We assume that the standard protein has no errors and it produce a perfect result, the best
11. fit linear graph, and we use it as a reference to the protein that are going to be tested to
find the protein concentration based on the known absorbance value.
6) How do you know the protein absorbance is out of the linear range? Should you use these
values when plotting the graph? Why?
The linear range of the protein absorbance is between 0.1 and 1.0. The Other values
lower or higher than that will be consider out of range. We can use the values, to obtain
sufficient points, to plot the graph but when referring to the graph to obtain the protein
concentration with known absorbance, the value in between the linear range is only to be
used. Any value exceeding the range can be inaccurate.

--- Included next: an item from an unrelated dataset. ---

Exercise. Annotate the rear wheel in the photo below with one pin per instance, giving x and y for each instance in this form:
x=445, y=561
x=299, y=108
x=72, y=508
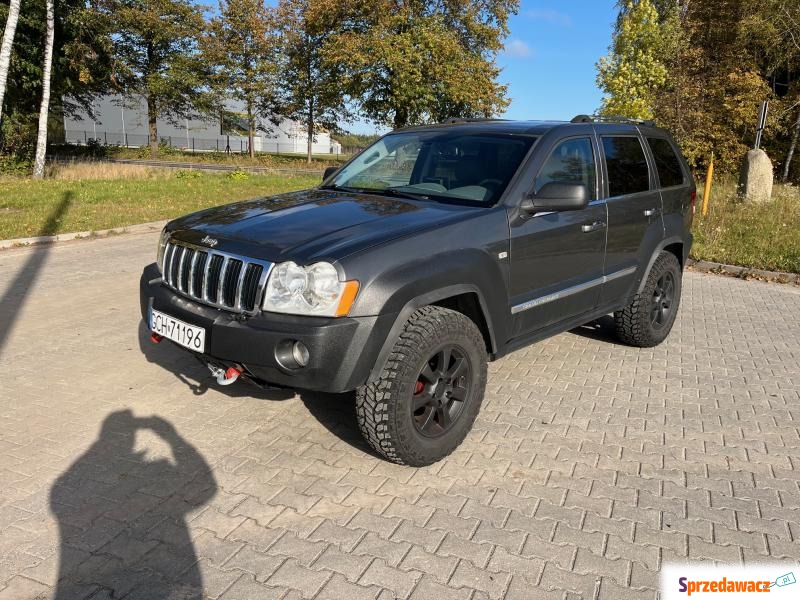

7) You purified a protein which is eluted in a buffer containing detergent. Which protein
concentration determination method will you use? Why?
BCA assay. It is because this method is not sensitive to detergent. An accurate result can
be obtained. Bradford assay is not used because Bradford assay is sensitive to the
detergent it interferes with the coomasie dye.
8) You purified a protein which is eluted in a buffer containing reducing agent. Which
protein concentration determination method will you use? Why?
Bradford assay. It is because Bradford assay is not affected by the presence of reducing
agents. Lowry assay and BCA assay are sensitive to reducing agent which interfere the
protein thus it will affect the result.